Le lycée TP accueille une population d’origine populaire. Son IPS (indice de positionnement social) est le plus bas des lycées de la ville. Les élèves de TP suivent des filières peu prestigieuses qui conduisent à des professions mal rémunérées dans le secteur tertiaire. D’après les témoignages que nous avons reçus, ce n’est pas par choix que la majorité de ces élèves se sont orientés vers ces filières, mais parce que d’autres filières leur étaient fermées. Le lycée TP a des classes de prébac et postbac. Les classes de prébac posent des problèmes de discipline et d’apprentissage. C’est aussi le cas d’une partie des classes de postbac.

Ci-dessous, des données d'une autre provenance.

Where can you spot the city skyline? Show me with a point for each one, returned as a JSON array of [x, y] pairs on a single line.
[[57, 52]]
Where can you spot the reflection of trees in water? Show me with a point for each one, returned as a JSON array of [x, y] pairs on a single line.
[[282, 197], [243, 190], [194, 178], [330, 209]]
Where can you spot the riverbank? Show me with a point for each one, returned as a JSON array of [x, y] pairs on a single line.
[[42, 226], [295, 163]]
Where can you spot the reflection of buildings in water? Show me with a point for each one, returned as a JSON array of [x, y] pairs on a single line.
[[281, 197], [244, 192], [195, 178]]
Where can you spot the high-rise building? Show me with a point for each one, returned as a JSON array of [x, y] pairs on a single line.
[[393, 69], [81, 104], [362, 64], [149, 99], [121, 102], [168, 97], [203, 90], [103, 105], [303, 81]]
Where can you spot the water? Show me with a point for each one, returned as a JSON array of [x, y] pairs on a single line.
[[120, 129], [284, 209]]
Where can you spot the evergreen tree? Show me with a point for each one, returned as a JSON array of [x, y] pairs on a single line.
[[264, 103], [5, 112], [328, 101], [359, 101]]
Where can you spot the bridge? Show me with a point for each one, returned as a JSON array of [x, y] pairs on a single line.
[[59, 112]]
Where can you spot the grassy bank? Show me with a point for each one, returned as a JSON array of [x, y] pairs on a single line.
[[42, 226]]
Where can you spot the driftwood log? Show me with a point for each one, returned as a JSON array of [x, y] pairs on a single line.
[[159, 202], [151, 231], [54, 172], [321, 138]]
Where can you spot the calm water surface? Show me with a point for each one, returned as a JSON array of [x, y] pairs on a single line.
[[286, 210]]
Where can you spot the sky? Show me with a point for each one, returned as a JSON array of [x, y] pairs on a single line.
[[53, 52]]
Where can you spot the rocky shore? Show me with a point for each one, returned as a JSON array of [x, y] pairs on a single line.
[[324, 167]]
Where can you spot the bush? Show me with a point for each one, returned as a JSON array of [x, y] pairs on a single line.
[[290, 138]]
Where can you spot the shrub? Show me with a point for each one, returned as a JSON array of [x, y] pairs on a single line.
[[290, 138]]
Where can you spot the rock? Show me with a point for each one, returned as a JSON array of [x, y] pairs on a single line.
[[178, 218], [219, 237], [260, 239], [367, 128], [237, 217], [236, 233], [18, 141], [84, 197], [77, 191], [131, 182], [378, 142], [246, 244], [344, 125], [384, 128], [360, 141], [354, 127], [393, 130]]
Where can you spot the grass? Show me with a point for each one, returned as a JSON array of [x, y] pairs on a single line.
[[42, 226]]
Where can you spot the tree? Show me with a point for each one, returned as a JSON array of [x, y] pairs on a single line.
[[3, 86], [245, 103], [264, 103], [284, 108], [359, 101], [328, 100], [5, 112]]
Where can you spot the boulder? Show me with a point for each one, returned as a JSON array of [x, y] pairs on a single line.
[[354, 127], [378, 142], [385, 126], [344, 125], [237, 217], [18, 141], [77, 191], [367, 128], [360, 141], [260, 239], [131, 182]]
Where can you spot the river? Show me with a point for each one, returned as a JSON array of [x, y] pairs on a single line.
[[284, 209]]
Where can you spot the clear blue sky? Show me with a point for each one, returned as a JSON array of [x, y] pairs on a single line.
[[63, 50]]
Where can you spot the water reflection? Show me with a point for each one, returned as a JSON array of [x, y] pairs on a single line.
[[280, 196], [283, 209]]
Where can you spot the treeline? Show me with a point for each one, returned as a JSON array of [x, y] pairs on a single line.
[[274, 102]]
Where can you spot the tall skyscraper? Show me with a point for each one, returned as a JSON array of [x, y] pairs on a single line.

Les enseignants se plaignent des incivilités qu’ils subissent. Les élèves se plaignent des conditions de travail dégradées qui résultent des désordres.
Dans ce lycée, les tensions que connaît l’école française sont intensifiées. Les élèves regardent l’institution avec méfiance. S’ils peuvent déclarer que l’école les forme pour qu’ils s’insèrent favorablement dans la société de demain, lorsque la conversation se prolonge, un sentiment d’hostilité à l’égard de l’institution se manifeste.
Les enseignants se disent fatigués, voire épuisés. Ils constatent une grande méfiance à leur égard de la part des élèves, qui semblent partir du principe que leurs enseignants leur veulent du mal. L’un d’eux nous expliquait avoir entendu : « il fait exprès ! », comme s’il cherchait à faire en sorte que ses élèves aient des mauvaises notes, alors qu’ils se démenait, justement, pour éviter ces mauvaises notes, qu’il craignait, dans l’interrogation écrite qui allait suivre. L’enseignant se plaignait surtout d’un manque de loyauté et d’une hostilité répétée. Il remarquait, cependant, qu’à ces moments d’hositilité pouvaient succéder des moments de travail ou d’écoute. Il se réjouissait, certes, que tout ne soit pas noir, mais il était désarçonné par cette attitude changeante des élèves. Quand ils me croissent dans les couloirs, ils me sourient et me disent bonjour, ou ils m’ignorent.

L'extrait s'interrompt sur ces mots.